These students not only got a chance to be in the midst of nature during school hours but also were rewarded for it. In a showcasing of competitive spirit for a green cause, about 600 city students vied with each other to sight and record their campus biodiversity. As part of the ‘Urban iNature Watch Challenge’ organised by the WWF, 1,200 recordings of trees, birds and butterflies were made by students of five schools in a span of six months.
Apart from Hyderabad, the competition was launched in four cities, including Delhi, Bombay and Kolkata. At a programme organised on Friday at LV Prasad Eye Institute, students were asked to share their experiences and best performing schools were recognised. Students of the participating schools were provided mobile apps containing information about urban wildlife along with pictures. They were required to refer to the app and document their sightings in the form of photographs and upload it to a website where it would be assessed.

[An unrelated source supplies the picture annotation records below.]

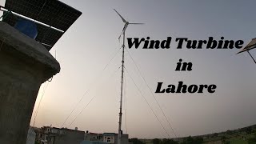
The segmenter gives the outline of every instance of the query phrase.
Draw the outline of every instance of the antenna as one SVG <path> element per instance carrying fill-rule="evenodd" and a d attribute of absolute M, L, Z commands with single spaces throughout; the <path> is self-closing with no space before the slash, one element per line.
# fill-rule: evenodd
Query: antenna
<path fill-rule="evenodd" d="M 125 39 L 126 39 L 126 30 L 128 27 L 128 25 L 130 24 L 138 24 L 142 25 L 144 23 L 130 23 L 127 22 L 125 18 L 122 17 L 122 15 L 116 10 L 114 11 L 119 15 L 122 22 L 125 23 L 125 26 L 123 26 L 123 29 L 121 32 L 120 36 L 118 37 L 118 39 L 120 40 L 121 35 L 122 34 L 122 74 L 121 74 L 121 94 L 120 94 L 120 111 L 119 111 L 119 122 L 118 122 L 118 144 L 121 144 L 121 138 L 122 138 L 122 91 L 123 91 L 123 68 L 124 68 L 124 64 L 125 64 Z"/>

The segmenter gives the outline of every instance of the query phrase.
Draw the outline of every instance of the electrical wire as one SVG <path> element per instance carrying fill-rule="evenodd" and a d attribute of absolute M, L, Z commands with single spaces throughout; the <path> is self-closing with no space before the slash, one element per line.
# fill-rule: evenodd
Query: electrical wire
<path fill-rule="evenodd" d="M 98 82 L 97 79 L 102 74 L 102 73 L 104 72 L 104 70 L 106 69 L 106 67 L 109 66 L 109 64 L 112 62 L 112 60 L 117 56 L 117 54 L 118 54 L 118 52 L 120 51 L 122 47 L 120 47 L 118 49 L 118 50 L 117 50 L 114 54 L 113 54 L 113 56 L 111 57 L 111 58 L 110 59 L 110 61 L 107 62 L 107 64 L 104 66 L 103 70 L 102 70 L 102 72 L 100 73 L 100 75 L 98 77 L 96 77 L 96 78 L 94 79 L 94 81 L 93 82 Z M 90 84 L 90 86 L 93 86 L 92 84 Z M 81 98 L 79 99 L 79 101 L 74 105 L 74 108 L 72 109 L 71 112 L 70 113 L 70 114 L 67 116 L 67 118 L 65 119 L 64 122 L 62 123 L 62 127 L 65 123 L 66 122 L 66 121 L 69 119 L 69 118 L 71 116 L 71 114 L 73 114 L 73 112 L 74 111 L 75 109 L 77 109 L 78 104 L 82 102 L 82 100 L 85 98 L 85 96 L 89 93 L 91 87 L 90 87 L 85 93 L 84 94 L 82 95 Z"/>
<path fill-rule="evenodd" d="M 115 70 L 113 74 L 110 75 L 110 77 L 108 78 L 110 79 L 110 78 L 112 78 L 117 72 L 118 70 L 120 69 L 121 66 L 119 66 L 119 68 Z M 82 109 L 82 110 L 79 112 L 79 114 L 74 118 L 74 119 L 71 122 L 71 123 L 69 125 L 68 127 L 70 127 L 73 123 L 78 118 L 78 116 L 82 113 L 82 111 L 89 106 L 89 104 L 95 98 L 97 95 L 95 94 L 90 101 Z"/>
<path fill-rule="evenodd" d="M 157 116 L 157 114 L 155 114 L 155 112 L 153 110 L 153 108 L 150 106 L 150 103 L 148 102 L 148 101 L 146 99 L 145 96 L 143 95 L 142 92 L 141 91 L 141 90 L 138 88 L 138 86 L 136 85 L 134 78 L 130 75 L 128 70 L 126 69 L 126 71 L 127 72 L 129 77 L 130 78 L 130 79 L 132 80 L 132 82 L 134 82 L 134 84 L 135 85 L 135 86 L 137 87 L 138 90 L 139 91 L 139 93 L 141 94 L 141 95 L 142 96 L 142 98 L 144 98 L 144 100 L 146 101 L 146 104 L 148 105 L 148 106 L 150 108 L 152 113 L 154 114 L 154 117 L 158 119 L 158 121 L 159 122 L 160 125 L 162 126 L 162 129 L 165 130 L 165 132 L 166 133 L 166 134 L 168 135 L 169 138 L 170 138 L 169 134 L 167 133 L 166 128 L 163 126 L 162 123 L 161 122 L 160 119 L 158 118 L 158 117 Z"/>
<path fill-rule="evenodd" d="M 38 116 L 38 113 L 39 111 L 39 107 L 40 107 L 40 105 L 41 105 L 41 102 L 42 102 L 42 97 L 44 96 L 45 93 L 46 93 L 46 90 L 47 88 L 49 85 L 49 82 L 46 82 L 44 85 L 44 87 L 42 89 L 42 96 L 41 96 L 41 98 L 39 100 L 39 103 L 38 103 L 38 108 L 36 110 L 36 111 L 34 112 L 34 123 L 33 123 L 33 126 L 34 126 L 34 124 L 35 124 L 35 121 L 36 121 L 36 118 L 37 118 L 37 116 Z"/>

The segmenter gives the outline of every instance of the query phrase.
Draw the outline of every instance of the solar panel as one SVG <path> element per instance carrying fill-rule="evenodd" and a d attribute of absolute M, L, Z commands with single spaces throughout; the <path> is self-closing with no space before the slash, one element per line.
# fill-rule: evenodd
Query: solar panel
<path fill-rule="evenodd" d="M 50 26 L 36 24 L 38 32 L 36 41 L 42 43 L 48 50 L 82 14 L 82 12 L 58 0 L 6 0 L 5 8 Z M 19 18 L 23 18 L 9 14 L 3 22 L 14 26 Z"/>
<path fill-rule="evenodd" d="M 9 14 L 3 20 L 3 22 L 14 26 L 18 19 L 22 18 L 23 18 L 14 14 Z M 36 37 L 35 40 L 42 43 L 48 50 L 50 50 L 52 46 L 54 46 L 54 44 L 64 34 L 64 32 L 50 28 L 49 26 L 39 23 L 36 23 L 36 26 L 38 29 L 38 36 Z"/>

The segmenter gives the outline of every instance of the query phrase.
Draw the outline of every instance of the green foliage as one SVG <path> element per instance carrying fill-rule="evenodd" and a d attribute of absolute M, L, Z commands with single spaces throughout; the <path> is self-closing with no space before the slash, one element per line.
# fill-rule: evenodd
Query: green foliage
<path fill-rule="evenodd" d="M 196 137 L 193 138 L 191 136 L 189 136 L 184 139 L 182 144 L 201 144 L 203 142 L 203 138 L 201 137 Z"/>
<path fill-rule="evenodd" d="M 256 144 L 256 138 L 250 138 L 248 139 L 248 144 Z"/>
<path fill-rule="evenodd" d="M 174 141 L 173 139 L 162 139 L 161 144 L 178 144 L 178 142 Z"/>
<path fill-rule="evenodd" d="M 133 144 L 143 144 L 143 142 L 139 139 L 138 139 L 137 138 L 129 139 L 129 142 L 133 142 Z"/>

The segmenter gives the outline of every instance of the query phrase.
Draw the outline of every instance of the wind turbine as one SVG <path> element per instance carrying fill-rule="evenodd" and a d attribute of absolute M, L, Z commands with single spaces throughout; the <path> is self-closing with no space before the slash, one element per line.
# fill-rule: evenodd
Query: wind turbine
<path fill-rule="evenodd" d="M 244 47 L 243 49 L 242 49 L 242 50 L 240 50 L 238 53 L 237 54 L 240 54 L 245 51 L 247 51 L 247 53 L 250 54 L 250 58 L 254 60 L 254 63 L 256 64 L 256 61 L 254 58 L 254 57 L 250 54 L 250 53 L 249 52 L 249 50 L 256 48 L 256 38 L 253 38 L 249 43 L 248 45 Z"/>
<path fill-rule="evenodd" d="M 118 39 L 120 40 L 120 37 L 122 34 L 122 74 L 121 74 L 121 95 L 120 95 L 120 111 L 119 111 L 119 122 L 118 122 L 118 144 L 121 144 L 121 138 L 122 138 L 122 130 L 121 130 L 121 126 L 122 126 L 122 85 L 123 85 L 123 68 L 124 68 L 124 63 L 125 63 L 125 39 L 126 39 L 126 28 L 128 27 L 128 25 L 132 24 L 132 25 L 141 25 L 143 23 L 130 23 L 129 22 L 127 22 L 125 18 L 123 18 L 121 14 L 119 14 L 119 13 L 114 10 L 115 12 L 117 12 L 117 14 L 119 15 L 119 17 L 121 18 L 121 19 L 122 20 L 122 22 L 125 23 L 125 26 L 123 26 L 122 31 L 118 38 Z"/>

“My love for nature has increased because of this competition,” said Ahana Sarkar, a class 8 student of Meridian school, who won the first place for maximum recorded sightings. “Not just the regular ones, but I also got to know more about the rare species of trees and birds during the exercise. I have uploaded data of about 15 recordings.”
The app, which was part of the ‘Mobile Apps for Climate Change’ initiative, was developed by Ladybird Environmental Consulting.
V. Shubhalaxmi, Founder and Director of Ladybird Consulting said, “We created three mobile apps, one each for birds, trees and butterflies on Android platform. These apps, with a list of 50 species commonly found in urban locales, were given to schools. Out of all the cities, Hyderabad students documented the maximum number of birds and trees.”